Guardian University League Table 2017
The Guardian University Guide 2017 ranks Coventry University 15th UK University based on its own formula. The Institutional Table ranks institutions according to their performance in the subject tables; but considers two other factors when calculating overall performance:
- the number of students in a department influences the extent to which that department’s Total S-score contributes to the institutions overall score;
- the number of institutions included in the subject table determines the extent to which a department can affect the institutional table.
To find out more visit the Guardian University Guide 2017.
More Top 15 ranked subject areas
National Student Survey (NSS) 2016
The NSS is a national initiative, conducted annually since 2005. The survey runs across all publicly funded Higher Education Institutions (HEIs) in England, Wales, Northern Ireland, and participating HEIs in Scotland. The survey asks final year undergraduates to provide feedback on their courses in a nationally recognized format, students on flexible courses will be asked to participate as they near the end of their course but not necessarily in their final year.

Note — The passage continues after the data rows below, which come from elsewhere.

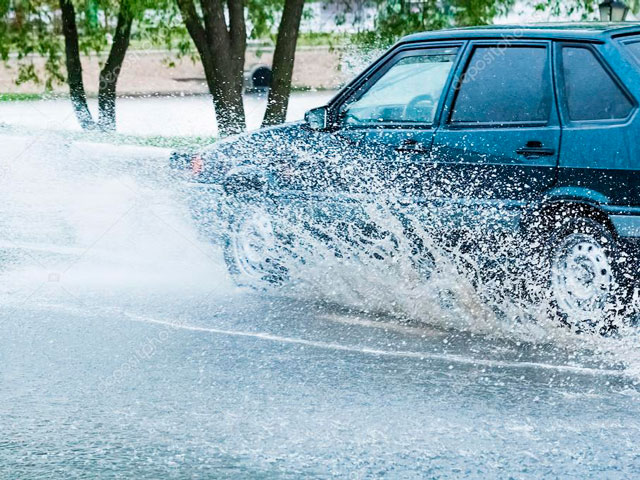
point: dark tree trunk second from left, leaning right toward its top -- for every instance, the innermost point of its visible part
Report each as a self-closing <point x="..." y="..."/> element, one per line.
<point x="112" y="68"/>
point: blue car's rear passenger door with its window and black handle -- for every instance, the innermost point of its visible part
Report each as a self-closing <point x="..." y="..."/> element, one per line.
<point x="500" y="135"/>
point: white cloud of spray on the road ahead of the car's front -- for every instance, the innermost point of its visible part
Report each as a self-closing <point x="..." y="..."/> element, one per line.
<point x="89" y="219"/>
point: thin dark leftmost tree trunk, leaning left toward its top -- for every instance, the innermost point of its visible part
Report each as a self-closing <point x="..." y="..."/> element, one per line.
<point x="74" y="66"/>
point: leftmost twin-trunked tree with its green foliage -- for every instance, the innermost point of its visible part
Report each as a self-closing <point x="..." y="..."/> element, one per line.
<point x="59" y="31"/>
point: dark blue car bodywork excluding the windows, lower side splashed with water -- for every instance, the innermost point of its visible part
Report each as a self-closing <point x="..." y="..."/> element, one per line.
<point x="331" y="171"/>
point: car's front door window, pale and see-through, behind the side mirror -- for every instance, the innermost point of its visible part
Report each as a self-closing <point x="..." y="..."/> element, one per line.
<point x="407" y="93"/>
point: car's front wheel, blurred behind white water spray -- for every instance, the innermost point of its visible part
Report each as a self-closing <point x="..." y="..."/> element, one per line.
<point x="252" y="251"/>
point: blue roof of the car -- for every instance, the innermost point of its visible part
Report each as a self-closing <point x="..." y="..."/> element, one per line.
<point x="585" y="31"/>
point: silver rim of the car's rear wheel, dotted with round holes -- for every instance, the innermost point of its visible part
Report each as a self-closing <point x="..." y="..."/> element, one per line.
<point x="581" y="278"/>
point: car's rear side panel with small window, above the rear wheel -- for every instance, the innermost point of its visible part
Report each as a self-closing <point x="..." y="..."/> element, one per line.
<point x="599" y="135"/>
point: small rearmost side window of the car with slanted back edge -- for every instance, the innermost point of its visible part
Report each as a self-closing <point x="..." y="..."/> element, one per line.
<point x="590" y="93"/>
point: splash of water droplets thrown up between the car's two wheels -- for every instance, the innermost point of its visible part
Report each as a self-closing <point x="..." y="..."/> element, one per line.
<point x="405" y="267"/>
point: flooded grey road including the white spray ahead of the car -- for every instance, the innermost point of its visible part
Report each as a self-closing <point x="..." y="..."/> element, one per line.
<point x="126" y="351"/>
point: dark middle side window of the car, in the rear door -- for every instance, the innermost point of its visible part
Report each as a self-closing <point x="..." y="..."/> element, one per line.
<point x="504" y="85"/>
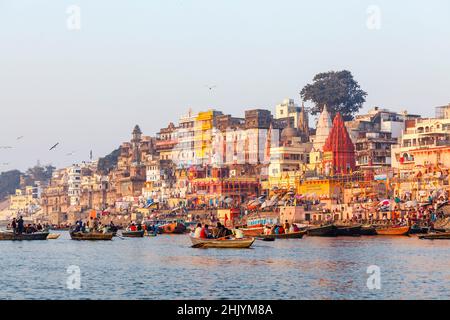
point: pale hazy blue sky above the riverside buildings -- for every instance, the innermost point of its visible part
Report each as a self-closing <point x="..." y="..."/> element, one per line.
<point x="147" y="62"/>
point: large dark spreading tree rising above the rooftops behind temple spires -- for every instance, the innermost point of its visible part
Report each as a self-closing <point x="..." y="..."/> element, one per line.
<point x="336" y="89"/>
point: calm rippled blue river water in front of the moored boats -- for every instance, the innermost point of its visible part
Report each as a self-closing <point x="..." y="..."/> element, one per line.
<point x="165" y="267"/>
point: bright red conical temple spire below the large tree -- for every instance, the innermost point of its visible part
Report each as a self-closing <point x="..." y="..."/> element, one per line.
<point x="340" y="144"/>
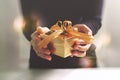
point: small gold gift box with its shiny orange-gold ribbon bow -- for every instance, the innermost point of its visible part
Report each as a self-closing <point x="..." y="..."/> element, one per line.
<point x="62" y="36"/>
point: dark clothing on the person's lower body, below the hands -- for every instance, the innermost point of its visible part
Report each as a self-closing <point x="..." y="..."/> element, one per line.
<point x="58" y="62"/>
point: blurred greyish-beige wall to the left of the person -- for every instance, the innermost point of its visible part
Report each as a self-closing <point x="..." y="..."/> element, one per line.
<point x="14" y="48"/>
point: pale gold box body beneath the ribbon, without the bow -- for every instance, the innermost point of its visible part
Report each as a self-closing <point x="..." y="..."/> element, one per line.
<point x="63" y="47"/>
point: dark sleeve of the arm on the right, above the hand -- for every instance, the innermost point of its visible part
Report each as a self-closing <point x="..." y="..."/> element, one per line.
<point x="93" y="15"/>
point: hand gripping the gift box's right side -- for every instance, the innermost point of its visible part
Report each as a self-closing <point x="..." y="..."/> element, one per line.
<point x="79" y="46"/>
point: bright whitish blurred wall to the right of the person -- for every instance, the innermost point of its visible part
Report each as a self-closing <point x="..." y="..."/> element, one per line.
<point x="109" y="55"/>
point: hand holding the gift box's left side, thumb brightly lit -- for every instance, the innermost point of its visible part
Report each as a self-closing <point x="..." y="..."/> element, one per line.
<point x="36" y="38"/>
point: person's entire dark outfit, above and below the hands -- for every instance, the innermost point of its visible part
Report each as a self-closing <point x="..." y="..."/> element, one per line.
<point x="49" y="12"/>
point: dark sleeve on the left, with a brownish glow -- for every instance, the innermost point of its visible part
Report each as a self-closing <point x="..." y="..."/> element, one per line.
<point x="30" y="26"/>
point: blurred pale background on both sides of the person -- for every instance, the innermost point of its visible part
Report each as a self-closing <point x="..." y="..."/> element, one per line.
<point x="14" y="48"/>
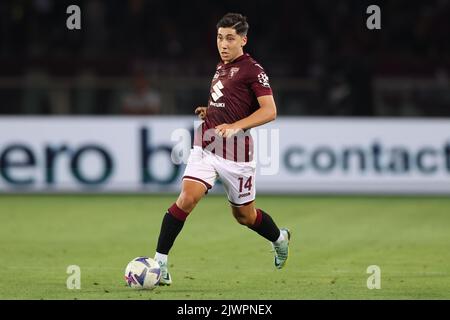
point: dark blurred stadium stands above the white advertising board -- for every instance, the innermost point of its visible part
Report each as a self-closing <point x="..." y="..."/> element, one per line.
<point x="322" y="59"/>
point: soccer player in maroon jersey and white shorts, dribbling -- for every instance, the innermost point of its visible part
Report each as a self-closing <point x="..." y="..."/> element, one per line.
<point x="240" y="99"/>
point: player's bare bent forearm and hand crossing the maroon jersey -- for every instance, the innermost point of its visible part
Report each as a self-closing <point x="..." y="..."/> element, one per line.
<point x="267" y="112"/>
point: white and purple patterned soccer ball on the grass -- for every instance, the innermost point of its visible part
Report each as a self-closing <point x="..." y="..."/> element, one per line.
<point x="142" y="273"/>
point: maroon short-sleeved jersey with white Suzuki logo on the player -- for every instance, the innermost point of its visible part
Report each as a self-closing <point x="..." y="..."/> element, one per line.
<point x="233" y="96"/>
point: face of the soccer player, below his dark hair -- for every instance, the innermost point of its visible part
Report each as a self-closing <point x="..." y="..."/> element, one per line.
<point x="230" y="44"/>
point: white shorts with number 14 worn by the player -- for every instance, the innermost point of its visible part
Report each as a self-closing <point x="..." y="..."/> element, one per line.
<point x="238" y="178"/>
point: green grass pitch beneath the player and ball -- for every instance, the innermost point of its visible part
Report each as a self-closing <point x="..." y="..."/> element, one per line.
<point x="334" y="240"/>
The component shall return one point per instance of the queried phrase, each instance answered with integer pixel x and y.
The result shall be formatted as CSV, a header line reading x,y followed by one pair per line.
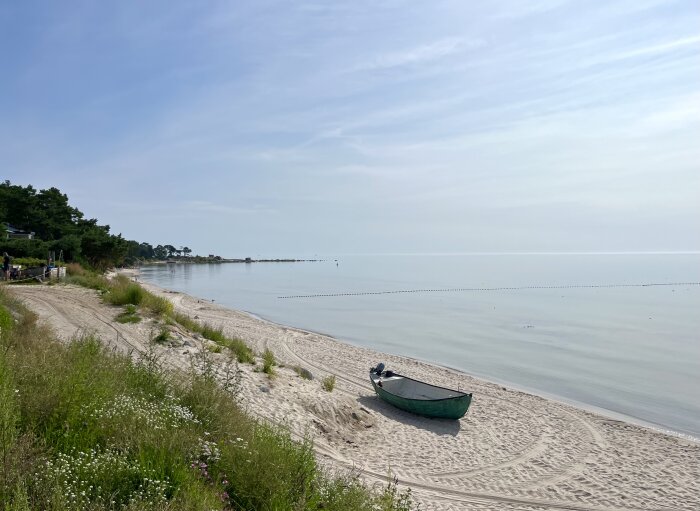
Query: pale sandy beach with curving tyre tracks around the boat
x,y
513,450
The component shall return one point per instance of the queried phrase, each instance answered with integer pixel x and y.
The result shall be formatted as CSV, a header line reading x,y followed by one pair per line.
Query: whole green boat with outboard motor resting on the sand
x,y
418,397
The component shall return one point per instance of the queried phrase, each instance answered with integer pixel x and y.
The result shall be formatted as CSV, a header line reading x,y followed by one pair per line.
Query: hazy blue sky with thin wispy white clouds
x,y
291,129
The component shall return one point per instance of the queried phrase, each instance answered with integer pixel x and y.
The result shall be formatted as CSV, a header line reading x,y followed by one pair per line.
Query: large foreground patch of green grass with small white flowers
x,y
84,427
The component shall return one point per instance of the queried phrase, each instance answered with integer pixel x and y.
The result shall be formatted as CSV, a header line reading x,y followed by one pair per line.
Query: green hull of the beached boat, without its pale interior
x,y
447,408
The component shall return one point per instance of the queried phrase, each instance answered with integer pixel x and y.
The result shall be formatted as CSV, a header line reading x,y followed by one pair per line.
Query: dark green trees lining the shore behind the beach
x,y
57,226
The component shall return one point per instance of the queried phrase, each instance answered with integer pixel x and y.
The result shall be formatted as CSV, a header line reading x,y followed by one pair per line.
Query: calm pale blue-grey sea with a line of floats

There are 22 core questions, relating to the following aspects of the student learning experience:
- teaching on my course;
- assessment and feedback;
- academic support;
- organisation and management;
- learning resources;
- personal development;
- overall satisfaction.
To find out more please visit - NSS 2016 HEFCE website.
The Times and Sunday Times Good University Guide
2014, 2015 and 2016
The Sunday Times university league table ranked Coventry University Modern University of the Year three years running from 2014 to 2016. The guide ranks institutions using the following eight criteria: the benchmark figure is shown in brackets.
- Student satisfaction (+50 to -55 points) - the results of national student surveys are scored taking a theoretical minimum and maximum score of 50% and 90% respectively (data source: the National Student Survey);
- Teaching excellence (250) - defined as subjects scoring at least 22/24 points, those ranked excellent, or those undertaken more recently in which there is confidence in academic standards and in which teaching and learning, student progression and learning resources have all been ranked commendable (data source: Quality Assurance Agency; Scottish Higher Education Funding Council; Higher Education Funding Council for Wales);
- Heads’/peer assessments (100) - school heads are asked to identify the highest quality undergraduate provision (data source: The Sunday Times heads’ survey and peer assessment);
- Research quality (200) - based upon the most recent Research Assessment Exercise (data source: Higher Education Funding Council for England (HEFCE));
- A-level/Higher points (250) - nationally audited data for the subsequent academic year are used for league table calculations (data source: HESA);
- Unemployment (100) - the number of students assume to be unemployed six months after graduation is calculated as a percentage of the total number of known destinations (data source: HESA, Destinations of Leavers from Higher Education);
- Firsts/2:1s awarded (100) - the percentage of students who graduate with firsts or 2:1 degrees; unclassified degrees are excluded (data source: HESA); and
- Dropout rate (+57 to -74 points) - the number of students who drop out before completing their courses is compared with the number expected to do so (the benchmark figure shown in brackets) (data source: HEFCE, Performance Indicators in Higher Education).
To find out more please visit The Times Good University Guide or The Sunday Times University Guide.
Legal and General Report 2013
The report, entitled “UK Today: Best city to be young”, was researched and written by Dr Esmée Hanna, an expert in demographics, and commissioned by Legal & General’s general insurance business.
The research asked over 2,000 respondents aged 18–30 across UK cities to rank which factors would have the positive impact on their quality of life. These factors include:
- the cost of living;
- a job I enjoy;
- a good work life balance;
- good opportunities where I live;
- the ability to save;
- good wages;
- low crime;
- a good choice of culture and entertainment;
- a nice environment;
- reasonable rates for renting a home.